Demokrasinin ölümü

Demokrasi İçin Birlik grubu ‘hayır’ oyu kullanacağını açıklayarak ülkenin totaliter bir rejime sürüklendiğini söyledi.

ALİ AÇAR

Çeşitli düşünceye sahip kişi ve kurumların bir araya gelerek oluşturduğu “Demokrasi İçin Birlik” grubu, anayasa değişikliği referandumunda hayır oyu kullanacağını açıkladı.

Anayasa değişikliği referandumunda aralarında Sarp Kuray, Nur Sürer, Ayşenur Arslan, Hüsnü Mahalli, Ufuk Uras, Levent Tüzel, Celalettin Can, Hasip Kaplan, İhsan Eliaçık, Arzu Çerkezoğlu, Süleyman Çelebi, Ercan Karakaş, HDP milletvekilleri Filiz Kerestecioğlu, Sezai Temelli, Halkevleri Başkanı Oya Ersoy ve mimar Mücella Yapıcı’nın da bulunduğu kalabalık bir grup Şişli’deki Kenter Tiyatrosu’nda bir araya geldi. Toplantı, yoğunluğu nedeniyle toplantıya katılamayan Rıza Türmen’in mekbunun okunmasıyla başladı.

Tek adam rejimi

Daha sonra konuşan Ayşegül Devecioğlu, ülkenin tek adam rejimine doğru sürüklendiğini ve buna karşı direneceklerini söyledi. Devecioğlu, amaçlarının katılımcı ve çoğulcu demokrasiyi hayata geçirmek olduğunu anlattı.

Birlik adına açıklamayı ise Işıl Kurt ve Özgür Çelik okudu. Açıklamada referandumda yasama, yürütme ve yargının tek elde toplanacağına dikkat çekilerek “Hukuk devletinin ortadan kalkacağı, Meclis’in devre dışı bırakılacağı, halkın iradesinin tek kişiye teslim edileceği totaliter bir rejim hedefleniyor.

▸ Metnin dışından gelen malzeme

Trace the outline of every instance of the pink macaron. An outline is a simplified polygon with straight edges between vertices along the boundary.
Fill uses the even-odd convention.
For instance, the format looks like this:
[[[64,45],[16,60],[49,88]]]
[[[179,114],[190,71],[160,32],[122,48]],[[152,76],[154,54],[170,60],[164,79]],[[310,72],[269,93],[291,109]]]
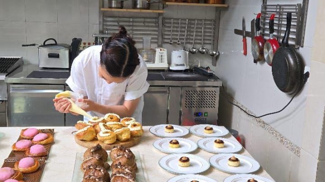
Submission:
[[[18,164],[19,168],[26,169],[35,165],[35,160],[31,157],[26,157],[21,159]]]
[[[30,147],[29,152],[31,154],[41,154],[46,152],[46,149],[42,145],[34,145]]]
[[[15,145],[17,149],[22,149],[29,148],[32,144],[33,143],[30,140],[21,140],[16,142]]]
[[[9,179],[5,181],[4,182],[19,182],[19,181],[13,179]]]
[[[5,181],[10,178],[15,174],[12,169],[8,167],[0,168],[0,181]]]
[[[46,133],[38,133],[38,134],[35,135],[34,138],[33,138],[33,141],[35,142],[38,142],[40,141],[44,140],[48,137],[48,136]]]
[[[35,128],[29,128],[24,131],[24,132],[22,133],[24,136],[26,137],[33,137],[35,135],[38,134],[38,133],[39,133],[39,132],[38,129]]]

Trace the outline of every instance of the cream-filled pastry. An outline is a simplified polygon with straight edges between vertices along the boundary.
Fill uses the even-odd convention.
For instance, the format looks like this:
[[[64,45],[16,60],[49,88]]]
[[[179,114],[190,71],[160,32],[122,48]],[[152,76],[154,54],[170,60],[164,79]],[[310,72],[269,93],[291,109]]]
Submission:
[[[0,182],[4,182],[8,179],[22,180],[22,173],[18,170],[4,167],[0,168]]]
[[[14,164],[15,169],[21,171],[22,173],[34,172],[38,169],[39,167],[38,161],[31,157],[22,158]]]
[[[239,166],[240,162],[238,158],[235,156],[232,156],[228,159],[228,165],[232,167],[237,167]]]
[[[21,140],[14,143],[11,146],[11,149],[14,151],[25,151],[32,145],[33,143],[29,140]]]
[[[50,133],[39,133],[36,135],[31,142],[34,144],[45,145],[53,143],[54,138]]]
[[[26,128],[20,132],[20,137],[27,139],[31,139],[39,133],[39,131],[35,128]]]
[[[25,154],[28,157],[43,157],[48,154],[47,150],[42,145],[36,144],[32,146],[25,152]]]
[[[182,157],[178,160],[178,165],[183,167],[190,166],[190,158],[187,157]]]

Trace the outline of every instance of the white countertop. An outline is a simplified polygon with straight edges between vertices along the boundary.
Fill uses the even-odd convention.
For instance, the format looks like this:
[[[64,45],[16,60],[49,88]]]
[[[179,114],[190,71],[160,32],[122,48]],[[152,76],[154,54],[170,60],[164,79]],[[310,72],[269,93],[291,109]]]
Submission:
[[[38,127],[38,129],[54,128],[55,143],[51,148],[49,156],[45,163],[45,168],[41,179],[42,182],[71,182],[73,175],[76,154],[78,152],[84,152],[86,148],[77,144],[71,132],[75,131],[73,127]],[[25,127],[0,127],[0,164],[2,166],[11,150],[11,145],[18,139],[20,130]],[[158,151],[152,146],[155,140],[160,138],[156,137],[149,131],[149,126],[143,127],[144,134],[140,143],[131,147],[132,151],[139,152],[144,171],[144,175],[147,182],[166,182],[168,179],[177,175],[169,173],[161,168],[158,164],[158,160],[161,157],[168,154]],[[235,140],[228,134],[223,137]],[[183,138],[189,139],[195,142],[202,137],[189,134]],[[212,156],[216,155],[198,148],[192,154],[198,155],[209,161]],[[251,157],[245,149],[238,153],[239,154]],[[253,173],[269,179],[271,177],[265,170],[261,168]],[[217,180],[223,182],[224,179],[231,175],[215,169],[213,166],[200,175],[206,176]],[[59,179],[58,179],[59,178]],[[58,180],[59,179],[59,180]]]

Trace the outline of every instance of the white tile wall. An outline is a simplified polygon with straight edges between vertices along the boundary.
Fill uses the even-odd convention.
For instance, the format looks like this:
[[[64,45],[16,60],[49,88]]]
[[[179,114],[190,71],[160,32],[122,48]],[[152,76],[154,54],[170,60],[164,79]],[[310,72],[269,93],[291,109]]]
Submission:
[[[62,43],[71,44],[72,39],[81,38],[89,40],[89,24],[88,23],[58,23],[59,42]]]
[[[288,182],[292,153],[275,138],[270,140],[267,171],[277,182]]]
[[[52,0],[26,0],[26,21],[57,22],[57,1]]]
[[[270,147],[273,147],[270,142],[271,135],[259,125],[253,124],[252,130],[251,149],[250,153],[254,159],[258,161],[261,166],[268,170],[268,152]]]
[[[26,23],[0,21],[0,56],[26,57]]]
[[[89,23],[99,24],[99,0],[89,0]]]
[[[305,150],[300,154],[297,182],[316,182],[318,161]]]
[[[89,0],[58,0],[57,1],[58,22],[88,23]]]
[[[21,0],[0,0],[0,20],[25,21],[25,4]]]

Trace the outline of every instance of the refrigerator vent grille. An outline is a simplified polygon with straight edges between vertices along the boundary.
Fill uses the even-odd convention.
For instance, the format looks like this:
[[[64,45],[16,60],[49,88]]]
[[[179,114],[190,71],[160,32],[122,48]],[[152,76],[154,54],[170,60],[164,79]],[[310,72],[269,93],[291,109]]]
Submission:
[[[217,96],[216,91],[185,91],[185,108],[216,108]]]

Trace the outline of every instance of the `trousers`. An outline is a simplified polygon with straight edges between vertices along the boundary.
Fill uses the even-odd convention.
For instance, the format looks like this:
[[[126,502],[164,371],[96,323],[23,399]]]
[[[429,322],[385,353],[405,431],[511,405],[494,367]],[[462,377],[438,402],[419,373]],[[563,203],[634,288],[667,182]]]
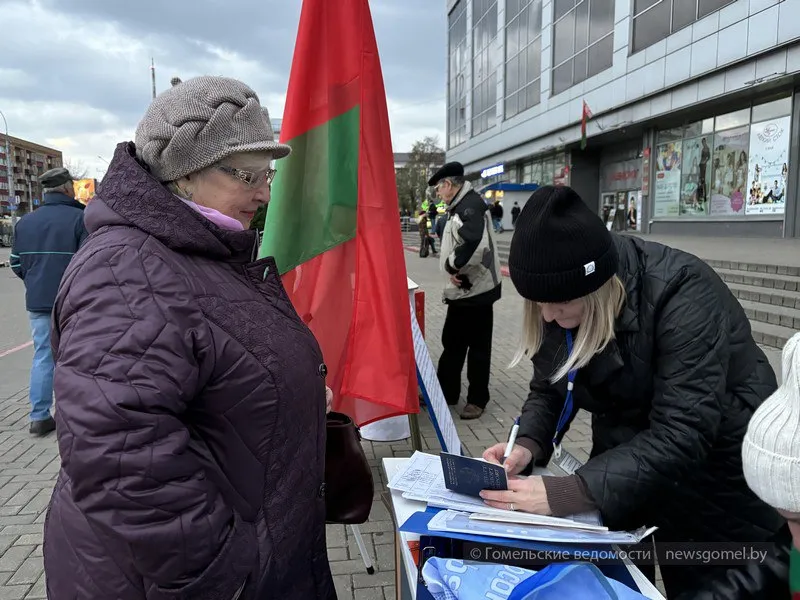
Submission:
[[[50,417],[53,406],[53,352],[50,348],[50,313],[28,313],[33,336],[30,398],[31,421]]]
[[[467,362],[467,403],[486,408],[492,357],[494,307],[449,304],[442,331],[442,356],[437,375],[448,404],[458,404],[461,372]]]

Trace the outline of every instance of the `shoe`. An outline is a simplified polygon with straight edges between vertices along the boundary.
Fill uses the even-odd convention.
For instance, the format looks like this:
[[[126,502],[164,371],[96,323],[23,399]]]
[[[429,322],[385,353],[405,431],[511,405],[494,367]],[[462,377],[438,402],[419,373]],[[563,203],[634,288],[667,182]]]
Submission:
[[[47,417],[44,421],[32,421],[30,432],[33,435],[45,436],[51,431],[56,430],[56,422],[53,417]]]
[[[483,409],[480,406],[476,406],[475,404],[467,404],[464,407],[464,410],[461,411],[461,418],[464,421],[471,421],[473,419],[479,419],[483,414]]]

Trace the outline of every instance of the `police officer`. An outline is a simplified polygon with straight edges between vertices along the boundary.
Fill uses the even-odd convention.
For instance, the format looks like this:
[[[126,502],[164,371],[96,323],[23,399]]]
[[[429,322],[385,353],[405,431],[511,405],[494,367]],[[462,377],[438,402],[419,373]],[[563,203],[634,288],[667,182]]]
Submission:
[[[477,419],[489,402],[494,303],[501,296],[500,259],[486,203],[464,179],[464,166],[444,165],[428,185],[447,206],[441,239],[447,318],[438,376],[445,400],[458,404],[467,361],[467,404],[462,419]]]

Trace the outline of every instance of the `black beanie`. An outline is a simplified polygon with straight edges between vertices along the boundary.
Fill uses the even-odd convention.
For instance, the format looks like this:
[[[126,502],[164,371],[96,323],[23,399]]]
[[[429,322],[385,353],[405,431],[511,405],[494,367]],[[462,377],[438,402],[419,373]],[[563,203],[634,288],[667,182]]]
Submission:
[[[508,270],[534,302],[568,302],[600,289],[617,272],[603,220],[570,187],[536,190],[514,225]]]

Türkiye’nin çoğulcu yapısına ters düşen, demokrasinin ölümü anlamına gelen tek adam rejimine Demokrasi İçin birlik olarak hayır diyoruz” denildi. Anayasa değişikliğinin meşruiyetinin bulunmadığı kaydedilen açıklamada, “Anayasa değişikliği tartışılmaya başlandığı andan itibaren meşruiyetini yitirdi. Çünkü bir toplumsal mutabakat metni olan anayasa halkın bilgi sahibi olmasına fırsat verilmeden uzlaşma aranmadan yapılıyor.

Demokrasi seferberliği

Fikir, ifade, basın, gösteri özgürlüklerinin tümüyle kısıtlandığı milletvekillerinin gazetecilerin hapiste olduğu OHAL, baskı, terör ve savaş ortamında kapalı kapılar ardında yapılıyor. Halkın özgür iradesi oluşmuyor. Bu anayasa ülkenin sorunlarına çare değil. Kimse bu kadar yetkiye sahip olmamalı. Bu halk tek adam rejimini kabul etmeyecek. Bütün demokrasi güçlerini demokrasi seferberliğine çağırıyoruz” ifadelerine yer verildi.

İhraç edilen akademisyenler adına konuşan Prof. Dr. Beyza Üstün: Tarih mahkûm edecek

KHK ile görevden atılan akademisyenler adına konuşan Prof. Dr. Beyza Üstün, siyasi iktidarın referandumla tek adam rejimine gitmeyi hedeflediğini söyleyerek ‘Bu iktidar yaptıklarının bedelini tarih önünde kolay kolay ödeyemeyecek. Başından beri bu suça ortak olmayacağız; Sur’da, Cizre’de ölen insanların suçuna ortak olmayacağız, diyenler bir bir üniversiteden, öğrencilerden ve araştırmadan uzaklaştırılıyor ve işlerine son veriliyor. Anayasa sürecinde araştırma yapanları uzaklaştırmaları son derece manidar. Ancak biz bildiğimiz doğruları söylemeye devam edeceğiz. Sembolik olarak odalarımızdan ayrılabiliriz ama öğrencilerimizden, akademiden ayrılmıyoruz. Halklar, kadınlar, çocuklar ölmesin diye her yerde hayır diyeceğiz. Bu sistemi önleyeceğiz” diye konuştu.